OCEAN CITY – The waters off the coast of Ocean City claimed their first victim of the season last weekend when a 19-year-old Lanham, Md. man drowned around 31st Street after getting swept under by a rip current.
Around 2:45 p.m. last Sunday, two brothers and a cousin, originally from Jamaica, were swimming in the ocean not far from shore between 31st and 32nd streets when they suddenly found themselves caught in a rip current. One of the brothers and the cousin were rescued by the Ocean City Beach Patrol (OCBP), but the third man, Lijpaul Headly, 19, was swept under and never found despite an extensive search.
OCBP Captain Butch Arbin said he received the call around 2:45 p.m. on Sunday that there were multiple guards in the water near 31st Street searching for the third of three men, all of them non-swimmers, caught in a rip current. Arbin said he responded to the scene and was able to put together a clear picture of what had happened after interviewing several witnesses.
Arbin said one witness, a Salisbury man who was swimming nearby in a wetsuit and fins, told him he had gone to the three men who appeared to be in trouble and told them to swim away from the rip current, but they told him they could not swim. OCBP rescue technicians were able to rescue two of the troubled swimmers and when they asked if there was anyone else with them, one of them indicated his brother was still unaccounted for.
There were several people swimming nearby and almost none of them realized the severity of the situation until it was too late. The three distressed swimmers were in waist-deep water and appeared to be playing rather than in serious trouble, according to several witnesses in the area. Complicating the issue was the noise emanating from the powerboat races going on just off the coast, according to Arbin.

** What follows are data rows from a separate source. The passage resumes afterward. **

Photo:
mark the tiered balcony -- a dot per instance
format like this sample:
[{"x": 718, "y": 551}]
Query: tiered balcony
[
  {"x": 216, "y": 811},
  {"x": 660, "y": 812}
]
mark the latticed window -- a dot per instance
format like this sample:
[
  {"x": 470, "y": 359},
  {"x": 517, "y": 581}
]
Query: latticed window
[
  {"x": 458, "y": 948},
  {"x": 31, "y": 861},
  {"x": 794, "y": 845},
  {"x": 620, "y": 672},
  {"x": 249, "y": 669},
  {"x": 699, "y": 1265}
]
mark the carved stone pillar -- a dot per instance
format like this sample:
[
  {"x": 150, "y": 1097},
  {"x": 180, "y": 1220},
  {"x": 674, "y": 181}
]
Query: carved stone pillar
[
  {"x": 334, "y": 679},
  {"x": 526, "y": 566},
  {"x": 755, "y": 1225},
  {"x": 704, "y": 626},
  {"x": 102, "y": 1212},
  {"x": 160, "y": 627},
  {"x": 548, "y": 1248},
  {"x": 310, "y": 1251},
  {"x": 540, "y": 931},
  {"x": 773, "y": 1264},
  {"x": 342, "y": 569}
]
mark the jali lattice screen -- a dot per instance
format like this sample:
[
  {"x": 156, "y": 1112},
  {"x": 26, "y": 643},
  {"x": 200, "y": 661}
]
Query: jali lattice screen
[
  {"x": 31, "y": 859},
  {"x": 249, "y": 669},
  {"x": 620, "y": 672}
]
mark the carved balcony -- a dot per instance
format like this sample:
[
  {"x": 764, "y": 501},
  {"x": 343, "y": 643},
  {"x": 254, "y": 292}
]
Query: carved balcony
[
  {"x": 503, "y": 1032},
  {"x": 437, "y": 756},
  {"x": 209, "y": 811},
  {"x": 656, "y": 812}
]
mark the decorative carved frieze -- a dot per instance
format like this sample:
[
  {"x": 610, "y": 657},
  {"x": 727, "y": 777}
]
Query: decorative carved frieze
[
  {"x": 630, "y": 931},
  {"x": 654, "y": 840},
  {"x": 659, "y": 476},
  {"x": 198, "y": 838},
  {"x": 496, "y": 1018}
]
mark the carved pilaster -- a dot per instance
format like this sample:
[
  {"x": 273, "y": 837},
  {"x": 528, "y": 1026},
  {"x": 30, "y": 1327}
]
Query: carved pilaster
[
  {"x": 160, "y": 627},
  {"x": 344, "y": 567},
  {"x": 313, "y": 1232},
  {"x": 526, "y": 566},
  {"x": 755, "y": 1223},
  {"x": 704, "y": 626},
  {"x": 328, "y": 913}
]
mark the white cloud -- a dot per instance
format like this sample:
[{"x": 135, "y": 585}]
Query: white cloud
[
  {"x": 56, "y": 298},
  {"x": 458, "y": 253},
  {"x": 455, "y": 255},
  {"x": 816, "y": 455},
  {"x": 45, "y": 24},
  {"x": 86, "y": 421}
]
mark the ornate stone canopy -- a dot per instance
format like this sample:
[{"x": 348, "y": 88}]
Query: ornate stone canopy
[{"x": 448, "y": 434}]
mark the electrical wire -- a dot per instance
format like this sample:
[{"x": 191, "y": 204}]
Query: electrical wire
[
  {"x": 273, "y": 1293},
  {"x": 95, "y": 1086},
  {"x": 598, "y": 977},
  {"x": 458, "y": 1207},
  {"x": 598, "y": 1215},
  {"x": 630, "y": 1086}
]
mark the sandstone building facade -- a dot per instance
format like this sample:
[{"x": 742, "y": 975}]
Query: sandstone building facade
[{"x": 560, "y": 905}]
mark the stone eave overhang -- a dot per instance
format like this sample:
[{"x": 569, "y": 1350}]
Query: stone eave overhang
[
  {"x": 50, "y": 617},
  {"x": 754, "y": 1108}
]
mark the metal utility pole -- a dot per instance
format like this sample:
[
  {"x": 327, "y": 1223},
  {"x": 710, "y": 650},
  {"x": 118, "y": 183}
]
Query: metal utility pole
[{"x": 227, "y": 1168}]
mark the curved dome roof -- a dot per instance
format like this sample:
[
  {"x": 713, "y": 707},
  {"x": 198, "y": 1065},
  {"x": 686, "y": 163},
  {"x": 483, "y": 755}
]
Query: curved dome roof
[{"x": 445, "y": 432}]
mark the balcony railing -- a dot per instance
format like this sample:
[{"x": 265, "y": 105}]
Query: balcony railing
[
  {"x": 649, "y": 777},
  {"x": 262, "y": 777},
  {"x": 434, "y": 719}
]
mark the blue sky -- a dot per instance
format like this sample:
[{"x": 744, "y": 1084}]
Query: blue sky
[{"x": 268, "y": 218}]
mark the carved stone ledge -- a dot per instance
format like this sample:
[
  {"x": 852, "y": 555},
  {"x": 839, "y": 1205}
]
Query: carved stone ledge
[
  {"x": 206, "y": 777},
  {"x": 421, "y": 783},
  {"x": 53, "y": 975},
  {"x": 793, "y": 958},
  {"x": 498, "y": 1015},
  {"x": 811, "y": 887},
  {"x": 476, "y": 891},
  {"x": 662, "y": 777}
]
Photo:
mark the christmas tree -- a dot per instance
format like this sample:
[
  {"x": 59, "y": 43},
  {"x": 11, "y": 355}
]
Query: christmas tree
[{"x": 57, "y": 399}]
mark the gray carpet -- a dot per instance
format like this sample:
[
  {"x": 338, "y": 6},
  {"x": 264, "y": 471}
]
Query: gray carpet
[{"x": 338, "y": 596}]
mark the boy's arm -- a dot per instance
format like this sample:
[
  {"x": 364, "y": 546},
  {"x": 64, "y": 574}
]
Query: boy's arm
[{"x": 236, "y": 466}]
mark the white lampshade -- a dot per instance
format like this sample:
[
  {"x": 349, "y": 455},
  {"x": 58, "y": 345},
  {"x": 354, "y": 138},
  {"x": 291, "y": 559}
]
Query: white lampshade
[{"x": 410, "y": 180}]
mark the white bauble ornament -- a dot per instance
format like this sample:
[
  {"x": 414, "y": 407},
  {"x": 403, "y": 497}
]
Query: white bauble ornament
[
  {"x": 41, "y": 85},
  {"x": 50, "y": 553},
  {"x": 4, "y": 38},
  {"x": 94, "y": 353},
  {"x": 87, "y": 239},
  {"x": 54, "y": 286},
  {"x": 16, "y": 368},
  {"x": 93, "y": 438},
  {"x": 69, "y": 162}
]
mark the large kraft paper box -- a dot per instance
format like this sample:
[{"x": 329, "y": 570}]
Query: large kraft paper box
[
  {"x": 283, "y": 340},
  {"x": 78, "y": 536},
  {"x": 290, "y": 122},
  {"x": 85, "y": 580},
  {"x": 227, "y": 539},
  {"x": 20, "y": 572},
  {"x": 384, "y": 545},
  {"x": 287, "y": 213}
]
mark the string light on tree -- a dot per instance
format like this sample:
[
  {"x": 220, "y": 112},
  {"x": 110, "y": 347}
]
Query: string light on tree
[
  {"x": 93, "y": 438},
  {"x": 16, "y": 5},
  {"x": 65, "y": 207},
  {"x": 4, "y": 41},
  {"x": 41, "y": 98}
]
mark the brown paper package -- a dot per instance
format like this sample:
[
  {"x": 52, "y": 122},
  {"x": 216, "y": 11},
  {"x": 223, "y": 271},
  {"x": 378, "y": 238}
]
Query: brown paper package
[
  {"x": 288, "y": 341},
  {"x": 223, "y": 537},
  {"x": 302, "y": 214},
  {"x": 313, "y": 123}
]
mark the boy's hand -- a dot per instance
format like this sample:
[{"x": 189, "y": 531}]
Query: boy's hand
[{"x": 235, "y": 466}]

The OCBP immediately sprang into action with as many as 15 lifeguards in the water conducting a search for Headly. At first, they took turns diving under the water and searching the bottom with their hands and arms. They then locked arms and walked across the bottom in the area where Headly was last seen in an effort to corral the missing swimmer.
A Coast Guard boat, nearby because of the powerboat races, was quickly on the scene and joined the search by patrolling the surface and a Maryland Natural Resources Police (NRP) boat responded and did the same. Also, a Maryland State Police helicopter equipped with thermal imaging gear that can detect warm patches in the otherwise cold water joined the search. A Coast Guard helicopter also participated in the effort.
Arbin said his personnel continued to search for Headly long after any reasonable hope of a rescue had passed.
“We continued to search for about an hour-and-a-half,” he said. “After about 10 minutes, brain damage starts to occur, and after 30 minutes, the chance of survival drops to about zero. It never is really zero because there are cases when a person can be revived after a long period of time under water, but after 90 minutes, it became apparent it was a recovery mission and not a rescue mission.”
Meanwhile, on the beach, Arbin consoled a woman he believed was Headly’s mother, who pleaded with him not to call off the search.
“She was begging me not to end the search,” he said. “She said ‘that means there is no hope’ but I had to tell her that there really was not much hope after so much time had passed.”
Arbin said he later received a call from a woman in Jamaica who said she was Headly’s mother and also begged him to continue searching for her son.
“One of the most difficult things in this job is telling a family on the beach their loved one has probably not survived. We’re in the business of rescuing people and it’s very seldom we have to deal with the personal side in a drowning,” the captain said.
The MSP helicopter called off its search after about 90 minutes because of fuel issues, but the Coast Guard helicopter continued to search overnight Sunday and into Monday morning before officially calling off the search. The OCBP continued to search for Headly’s body throughout the early part of the week and responded to several witness reports of spotting what appeared to be a body in the water, but they were unfounded. As of late yesterday, the body had not been recovered.
Arbin said the tragic incident served as a reminder of the importance of following a few common sense rules when swimming in the ocean. First and foremost is the importance of swimming when the beach patrol is on duty.
“Fortunately, we don’t have a lot of experience with drowning because we get so few of them, but in my 35 years of experience with the Beach Patrol, 95-percent have occurred when the guards are not on duty,” he said.
The second most important factor is swimming ability, according to Arbin. “If a person wants to enjoy the ocean but doesn’t know how to swim, they should check with the guards to see what the conditions are,” he said. “More importantly, they should go in the water right in front of the guard and stay close to shore. When people suddenly find themselves in water over their heads, they often panic, and a non-swimmer doesn’t struggle very long. The important message in this for all people enjoying the ocean is don’t go beyond your ability.”